Pour résumer, l'essence est ce qui répond à la question du « qu’est-ce que » pour un être, tandis que la substance permet d'en dégager la nature « essentielle » et invariante.

La distinction entre essence et existence prend un nouveau relief dans la philosophie de Jean-Paul Sartre qui applique cette distinction à l'Homme. Il affirme, dans L'existentialisme est un humanisme, que « l’existence précède l'essence ». L'homme existe avant d'être défini, et ce sont ses actions qui définiront son essence, donc ce qu'il est. Ceci va à rebours de la métaphysique classique qui à la suite de Platon pense que l'existence est une réalisation d'une essence prédéfinie.

L'accident chez Aristote

Selon Aristote, les accidents sont la forme, la couleur, le poids, l'hauteur, la température, la grandeur, l'état et toute autre changement non permanente qui s'applique à la substance, qui elle, ne change pas. L'accident s'applique à la substance.

L'accident est un concept philosophique d'origine aristotélicienne. Il désigne tout « ce qui appartient à une chose et qu'on peut dire vrai d'elle mais non de façon nécessaire ni de façon générale » : accidentelle est par exemple la découverte d'un trésor par celui qui creuse pour planter un arbre ; en effet cela ne se produit ni toujours (ou nécessairement) ni généralement (Métaphysique 30-, 1025 a 14 et suivant E, 2, 1026 b et suivant).

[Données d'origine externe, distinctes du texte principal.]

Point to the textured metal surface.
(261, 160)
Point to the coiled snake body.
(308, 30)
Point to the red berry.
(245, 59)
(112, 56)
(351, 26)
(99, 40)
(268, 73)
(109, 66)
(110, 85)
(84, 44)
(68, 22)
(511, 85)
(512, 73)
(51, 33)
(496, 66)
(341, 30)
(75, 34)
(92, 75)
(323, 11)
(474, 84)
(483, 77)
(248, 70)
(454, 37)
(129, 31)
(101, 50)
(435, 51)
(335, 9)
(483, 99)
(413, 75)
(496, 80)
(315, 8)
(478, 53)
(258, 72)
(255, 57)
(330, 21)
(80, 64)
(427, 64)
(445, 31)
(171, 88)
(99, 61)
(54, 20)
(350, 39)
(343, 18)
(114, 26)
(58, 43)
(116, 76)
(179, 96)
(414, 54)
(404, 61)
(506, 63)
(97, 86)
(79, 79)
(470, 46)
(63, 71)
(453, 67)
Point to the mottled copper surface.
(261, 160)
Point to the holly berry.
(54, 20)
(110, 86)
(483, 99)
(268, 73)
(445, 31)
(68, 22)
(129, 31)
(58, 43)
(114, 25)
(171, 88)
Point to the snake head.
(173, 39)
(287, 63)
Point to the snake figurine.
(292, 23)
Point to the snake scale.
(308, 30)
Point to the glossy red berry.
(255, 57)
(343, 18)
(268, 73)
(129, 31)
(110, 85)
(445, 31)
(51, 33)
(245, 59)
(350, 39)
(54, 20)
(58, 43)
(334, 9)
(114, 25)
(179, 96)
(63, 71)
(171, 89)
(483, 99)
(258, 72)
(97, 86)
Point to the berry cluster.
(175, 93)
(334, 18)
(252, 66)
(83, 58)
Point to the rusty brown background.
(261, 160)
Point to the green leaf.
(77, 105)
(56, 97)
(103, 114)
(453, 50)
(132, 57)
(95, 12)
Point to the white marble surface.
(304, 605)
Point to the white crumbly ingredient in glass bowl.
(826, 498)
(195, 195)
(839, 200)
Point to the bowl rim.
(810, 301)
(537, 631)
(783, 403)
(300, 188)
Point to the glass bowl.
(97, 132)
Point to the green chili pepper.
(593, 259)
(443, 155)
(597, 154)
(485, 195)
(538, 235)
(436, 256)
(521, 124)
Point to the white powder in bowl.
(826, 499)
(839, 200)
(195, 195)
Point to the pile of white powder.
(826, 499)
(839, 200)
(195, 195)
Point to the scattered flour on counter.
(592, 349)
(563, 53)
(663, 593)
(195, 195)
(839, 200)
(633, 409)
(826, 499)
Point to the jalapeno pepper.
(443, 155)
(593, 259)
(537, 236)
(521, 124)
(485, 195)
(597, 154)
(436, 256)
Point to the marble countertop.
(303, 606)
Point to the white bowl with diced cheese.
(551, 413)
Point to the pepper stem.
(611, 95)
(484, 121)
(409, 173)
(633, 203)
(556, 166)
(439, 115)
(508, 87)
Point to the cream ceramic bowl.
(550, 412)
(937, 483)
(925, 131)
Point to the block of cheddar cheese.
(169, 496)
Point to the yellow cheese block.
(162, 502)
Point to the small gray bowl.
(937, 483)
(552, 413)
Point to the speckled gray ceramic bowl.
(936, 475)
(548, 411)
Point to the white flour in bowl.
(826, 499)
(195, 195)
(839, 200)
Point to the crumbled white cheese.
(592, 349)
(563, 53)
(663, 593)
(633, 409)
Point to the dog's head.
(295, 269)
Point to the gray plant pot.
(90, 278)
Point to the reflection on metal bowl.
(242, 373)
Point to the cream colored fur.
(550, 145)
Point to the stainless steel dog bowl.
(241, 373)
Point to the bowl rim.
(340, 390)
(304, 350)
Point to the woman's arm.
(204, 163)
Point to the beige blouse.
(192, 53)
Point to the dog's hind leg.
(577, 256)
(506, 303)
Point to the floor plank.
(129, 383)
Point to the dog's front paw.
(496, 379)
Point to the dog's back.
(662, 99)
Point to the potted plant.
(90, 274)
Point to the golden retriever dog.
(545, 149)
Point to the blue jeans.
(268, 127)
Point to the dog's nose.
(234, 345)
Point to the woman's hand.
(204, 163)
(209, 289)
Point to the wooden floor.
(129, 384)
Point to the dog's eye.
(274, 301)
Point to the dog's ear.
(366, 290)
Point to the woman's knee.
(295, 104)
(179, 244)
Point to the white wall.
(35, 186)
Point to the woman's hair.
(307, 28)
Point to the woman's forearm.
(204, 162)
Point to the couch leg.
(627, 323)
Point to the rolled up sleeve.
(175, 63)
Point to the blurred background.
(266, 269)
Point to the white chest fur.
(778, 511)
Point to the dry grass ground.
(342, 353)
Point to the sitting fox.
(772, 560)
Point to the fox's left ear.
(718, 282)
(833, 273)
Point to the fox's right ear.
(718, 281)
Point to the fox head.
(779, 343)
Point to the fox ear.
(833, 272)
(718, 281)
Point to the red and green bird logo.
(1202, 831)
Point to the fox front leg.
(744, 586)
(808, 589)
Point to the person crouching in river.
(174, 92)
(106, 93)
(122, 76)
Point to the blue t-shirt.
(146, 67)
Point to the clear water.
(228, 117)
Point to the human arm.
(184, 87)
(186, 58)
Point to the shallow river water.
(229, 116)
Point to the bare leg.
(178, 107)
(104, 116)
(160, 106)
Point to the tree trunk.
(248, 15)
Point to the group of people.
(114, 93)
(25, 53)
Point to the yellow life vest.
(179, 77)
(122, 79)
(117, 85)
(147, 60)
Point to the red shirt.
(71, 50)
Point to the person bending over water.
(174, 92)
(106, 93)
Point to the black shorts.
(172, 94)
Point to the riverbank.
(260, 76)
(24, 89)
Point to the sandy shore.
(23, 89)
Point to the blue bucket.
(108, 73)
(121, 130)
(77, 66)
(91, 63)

Aristote fait la différence entre propriétés accidentelles (occasionnelles) et propriétés essentielles (persistantes ou éternelles) d'un être : l'accident est ce qui appartient à chaque chose pour soi mais qui n'entre pas dans son essence.

Le statut ontologique

Platon voyait l’essence comme idée[2]. Les individus de cette espèce, sont les choses sensibles; ils sont des copies ou des imitations imparfaites des idées. Les idées sont des modèles. Les idées sont pures et éternelles, sont séparées du monde des sens, et sont la réalité authentique.

Les philosophes réalistes croyaient que l’essence était séparée des choses, qu’elle les déterminait. Par exemple, l’idée de la beauté, en ce qui concerne les belles choses. Platon est un réaliste[3] (ou un idéaliste objectif) : ce réalisme métaphysique consiste à soutenir la thèse de l'existence de formes ou d’archétypes extérieurs et indépendants de nous, archétypes qui servent de modèles aux choses du monde sensible, au devenir. Ce sont ces archétypes qui constituent la réalité de toutes choses, leur essence par quoi nous pouvons les penser, permettant ainsi à la science et la philosophie, d'avoir une assise immuable. La réalité des choses sensibles, est inférieure. Les choses du monde sensible, en perpétuel devenir, participent à ces archétypes ou formes, dont elles reçoivent le nom[4]. L'image est un peu celle d’un moule et des beignets qu’il fabriquerait et dont la similitude suggérerait l’existence[5].

Edmund Husserl propose une fausse idealität de l’essence : l’essence fait l'objet intentionnel : ce qui est vis-à-vis à la conscience[6]. L'essence fait ainsi pour lui l'objet de ce qu'il appelle l'eidétique. Comme réalité en soi, existant indépendamment de la subjectivité intentionnelle constituante, l'essence est encore objet de l'ousiologie.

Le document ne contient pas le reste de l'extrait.